Comenzaron a reunir los aparatos. Sin otra palabra, Tom los hizo salir del lugar. La script hizo un gesto tímido de despedida a Jeanne mientras seguía a los otros fuera del apartamento y cerraba la puerta con cuidado.
—Quería filmarte todos los días —dijo Tom con tono humilde. A la mañana cuando te despiertas, luego cuando te duermes. Cuandosonríes por primera vez... Y no filmé nada.
Jeanne dio media vuelta y se alejó de él por los cuartos vastos y vacíos. Tom la siguió y miró con expresión dubitativa el montón de viejos muebles escondidos bajo la sábana, las grietas y las manchas de humedad en las paredes, las molduras rotas.
—Hoy —dijo— dejamos de filmar. La película ha terminado.

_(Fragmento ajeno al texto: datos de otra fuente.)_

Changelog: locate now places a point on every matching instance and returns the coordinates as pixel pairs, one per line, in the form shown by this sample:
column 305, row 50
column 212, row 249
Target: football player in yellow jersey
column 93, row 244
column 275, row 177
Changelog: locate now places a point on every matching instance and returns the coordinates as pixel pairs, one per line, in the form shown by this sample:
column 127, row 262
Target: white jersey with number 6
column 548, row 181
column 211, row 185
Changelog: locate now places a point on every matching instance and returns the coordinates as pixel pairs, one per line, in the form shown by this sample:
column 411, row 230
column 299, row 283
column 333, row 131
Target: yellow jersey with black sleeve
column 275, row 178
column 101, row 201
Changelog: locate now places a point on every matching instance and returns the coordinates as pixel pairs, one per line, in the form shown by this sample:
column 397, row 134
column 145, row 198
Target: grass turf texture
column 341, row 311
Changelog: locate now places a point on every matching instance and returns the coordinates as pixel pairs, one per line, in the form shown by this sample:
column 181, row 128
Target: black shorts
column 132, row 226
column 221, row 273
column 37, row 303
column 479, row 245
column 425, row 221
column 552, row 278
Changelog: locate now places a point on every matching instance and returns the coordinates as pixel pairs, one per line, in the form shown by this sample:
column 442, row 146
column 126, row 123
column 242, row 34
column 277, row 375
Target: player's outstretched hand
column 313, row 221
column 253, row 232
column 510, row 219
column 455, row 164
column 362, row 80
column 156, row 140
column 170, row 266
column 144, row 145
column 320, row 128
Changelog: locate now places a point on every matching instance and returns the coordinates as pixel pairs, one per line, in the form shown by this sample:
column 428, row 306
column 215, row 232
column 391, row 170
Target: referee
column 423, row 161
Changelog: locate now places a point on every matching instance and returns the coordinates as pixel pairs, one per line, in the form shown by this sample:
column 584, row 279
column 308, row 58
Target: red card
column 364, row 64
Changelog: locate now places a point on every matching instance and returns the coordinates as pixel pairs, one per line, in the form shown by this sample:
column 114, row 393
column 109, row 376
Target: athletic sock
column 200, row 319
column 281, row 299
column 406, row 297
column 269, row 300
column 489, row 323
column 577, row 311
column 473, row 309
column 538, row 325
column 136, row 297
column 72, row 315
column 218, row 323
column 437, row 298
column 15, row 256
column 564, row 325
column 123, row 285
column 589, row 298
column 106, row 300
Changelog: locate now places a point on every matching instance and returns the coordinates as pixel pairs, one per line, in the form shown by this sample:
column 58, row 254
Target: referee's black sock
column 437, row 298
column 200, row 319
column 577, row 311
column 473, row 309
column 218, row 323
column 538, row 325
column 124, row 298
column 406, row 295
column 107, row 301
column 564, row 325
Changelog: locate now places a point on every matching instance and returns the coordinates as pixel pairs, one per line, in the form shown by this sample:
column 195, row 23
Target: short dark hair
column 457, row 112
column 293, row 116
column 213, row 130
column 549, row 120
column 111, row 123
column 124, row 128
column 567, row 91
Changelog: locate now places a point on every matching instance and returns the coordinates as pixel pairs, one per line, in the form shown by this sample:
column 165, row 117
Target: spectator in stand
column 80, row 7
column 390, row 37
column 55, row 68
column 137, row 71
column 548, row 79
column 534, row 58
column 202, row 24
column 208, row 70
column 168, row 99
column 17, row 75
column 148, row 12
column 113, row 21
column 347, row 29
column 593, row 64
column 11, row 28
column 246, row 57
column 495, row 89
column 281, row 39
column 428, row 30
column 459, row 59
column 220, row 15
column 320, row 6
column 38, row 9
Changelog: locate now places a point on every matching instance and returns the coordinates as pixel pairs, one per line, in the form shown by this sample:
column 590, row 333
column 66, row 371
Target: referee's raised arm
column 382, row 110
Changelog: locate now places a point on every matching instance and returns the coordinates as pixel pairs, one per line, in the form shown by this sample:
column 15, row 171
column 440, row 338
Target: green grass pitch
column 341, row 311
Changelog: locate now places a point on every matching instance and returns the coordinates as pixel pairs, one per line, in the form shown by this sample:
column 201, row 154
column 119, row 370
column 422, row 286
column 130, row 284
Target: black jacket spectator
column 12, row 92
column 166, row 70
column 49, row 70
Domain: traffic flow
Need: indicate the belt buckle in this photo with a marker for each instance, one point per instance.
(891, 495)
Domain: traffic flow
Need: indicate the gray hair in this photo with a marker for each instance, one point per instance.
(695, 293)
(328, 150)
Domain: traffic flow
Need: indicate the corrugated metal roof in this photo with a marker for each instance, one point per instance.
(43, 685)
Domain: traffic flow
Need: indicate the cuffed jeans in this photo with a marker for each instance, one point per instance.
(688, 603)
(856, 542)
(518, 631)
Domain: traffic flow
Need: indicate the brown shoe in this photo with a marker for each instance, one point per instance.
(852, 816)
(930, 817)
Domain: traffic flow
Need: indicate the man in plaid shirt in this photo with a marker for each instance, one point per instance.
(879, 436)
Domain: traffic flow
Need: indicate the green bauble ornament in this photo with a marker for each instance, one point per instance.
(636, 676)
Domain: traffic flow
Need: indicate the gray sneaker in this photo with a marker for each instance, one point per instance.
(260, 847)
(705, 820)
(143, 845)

Jeanne sintió remordimientos.
—No me gustan las cosas que terminan.
—Uno debe comenzar otra cosa de inmediato—. Tom caminó por la habitación circular a la que había regresado y levantó las manos en un gesto de apreciación. Pero es enorme.
—¿Dónde estás? —preguntó Jeanne desde el cuarto pequeño. Volvió sin ganas al centro de la acción.
—Estoy aquí —dijo él—. Es demasiado grande. Te puedes perder.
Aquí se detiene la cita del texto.